Two relevant features of the procedure are first, that all estimators for a given series are derived from the same (well-defined) model and will thus be internally consistent. Second, the automated procedure can be efficiently and reliably applied to very large sets of time series.

His research has been published in academic journals (with some reprinted in books), the Springer-Verlag monograph series Lecture Notes in Statistics and Lecture Notes in Economics and Mathematical Systems, the Bank of Spain monograph series, and in multiple book chapters.

== Software development and seasonal adjustment ==
With the collaboration of Víctor Gómez (1987–1999) and Gianluca Caporello (1990–2015), the research was incorporated into several computer programs: TRAMO (“Time series Regression with ARIMA noise, Missing values, and Outliers”), SEATS (“Signal Extraction in ARIMA Time Series”), and TSW (“Tramo and Seats for Windows”). An extension of TRAMO, TERROR (“TRAMO for errors”), contains an application of Maravall's research to data editing (the program detects possible errors in incoming data that is part of large time-series data sets).

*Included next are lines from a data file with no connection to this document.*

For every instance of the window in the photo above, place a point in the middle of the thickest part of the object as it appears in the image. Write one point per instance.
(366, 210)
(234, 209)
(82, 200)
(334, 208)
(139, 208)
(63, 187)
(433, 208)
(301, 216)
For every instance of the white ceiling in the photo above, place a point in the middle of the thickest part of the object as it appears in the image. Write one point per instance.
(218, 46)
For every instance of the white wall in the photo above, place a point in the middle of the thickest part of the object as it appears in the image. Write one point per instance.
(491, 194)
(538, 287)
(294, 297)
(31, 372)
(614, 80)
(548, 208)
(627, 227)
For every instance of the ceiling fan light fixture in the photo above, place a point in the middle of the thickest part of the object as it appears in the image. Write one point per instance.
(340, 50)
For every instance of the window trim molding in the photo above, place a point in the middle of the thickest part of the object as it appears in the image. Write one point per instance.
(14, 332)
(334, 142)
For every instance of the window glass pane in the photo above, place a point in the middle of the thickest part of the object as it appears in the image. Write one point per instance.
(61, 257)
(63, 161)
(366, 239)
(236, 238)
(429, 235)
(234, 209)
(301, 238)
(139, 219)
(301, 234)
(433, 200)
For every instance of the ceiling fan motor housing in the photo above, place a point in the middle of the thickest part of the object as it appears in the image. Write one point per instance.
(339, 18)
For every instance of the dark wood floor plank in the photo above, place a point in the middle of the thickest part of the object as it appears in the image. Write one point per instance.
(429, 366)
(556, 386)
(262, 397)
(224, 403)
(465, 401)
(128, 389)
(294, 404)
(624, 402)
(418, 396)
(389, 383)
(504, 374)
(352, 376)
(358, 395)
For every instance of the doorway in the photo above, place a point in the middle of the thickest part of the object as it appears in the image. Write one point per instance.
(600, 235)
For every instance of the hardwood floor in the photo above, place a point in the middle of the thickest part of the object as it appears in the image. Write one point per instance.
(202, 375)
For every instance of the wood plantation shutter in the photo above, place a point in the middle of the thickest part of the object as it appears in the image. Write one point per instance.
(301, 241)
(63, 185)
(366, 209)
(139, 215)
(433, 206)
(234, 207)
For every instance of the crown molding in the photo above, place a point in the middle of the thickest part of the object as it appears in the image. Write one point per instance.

The programs are used throughout the world in a variety of applications. An important use is the official production of seasonally adjusted data, which has been recommended by working groups at many institutions. The recent X13-ARIMA-SEATS program of the United States Census Bureau offers two options: their program X12-ARIMA (which adopted and modified the automatic model identification procedure of TRAMO), and SEATS. The European Statistical System (consisting of central banks and statistical agencies) has developed JDEMETRA+, which is a Java interface with X12-ARIMA and TRAMO-SEATS that is recommended for European countries. TRAMO and SEATS are also included in statistics and econometrics packages, and are freely available from the Bank of Spain.

==Awards and honors==
Former Wisconsin Alumni Research Foundation Fellow (1973–75); Fulbright-Ford Fellow (1971–73); Phi Kappa Phi Honor Society Fellow (1975); Oficial de la Orden Civil del Mérito Agrario (1971). Elected member of the International Statistical Institute (1988).

Fellow of the Journal of Econometrics, 1995; Fellow of the American Statistical Association, 2000.

2004 Julius Shiskin Award for Economic Statistics, sponsored by the Washington Statistical Society, the National Association for Business Economics, and the American Statistical Association, Business and Economics Section. Rey Jaime I Prize in Economics, 2005, sponsored by the Spanish Royal House, the "Fundación Premios Rey Jaime I,” and the Generalitat Valenciana. First Galicia Prize in Statistics, 2006, sponsored by the Caixa Galicia Foundation and the Galicia Statistical Institute. Rey Juan Carlos Prize in Economics, 2014, sponsored by the Celma Foundation and presented by the King of Spain.

Homage “Celebrating 25 years of TRAMO-SEATS and the 70th birthday of Agustín Maravall,” hosted by the Bank of Spain, March 2014, with the participation of researchers from universities, central banks and statistical agencies in Belgium, France, Germany, Italy, The Netherlands, Spain, Sweden, the UK, and the USA.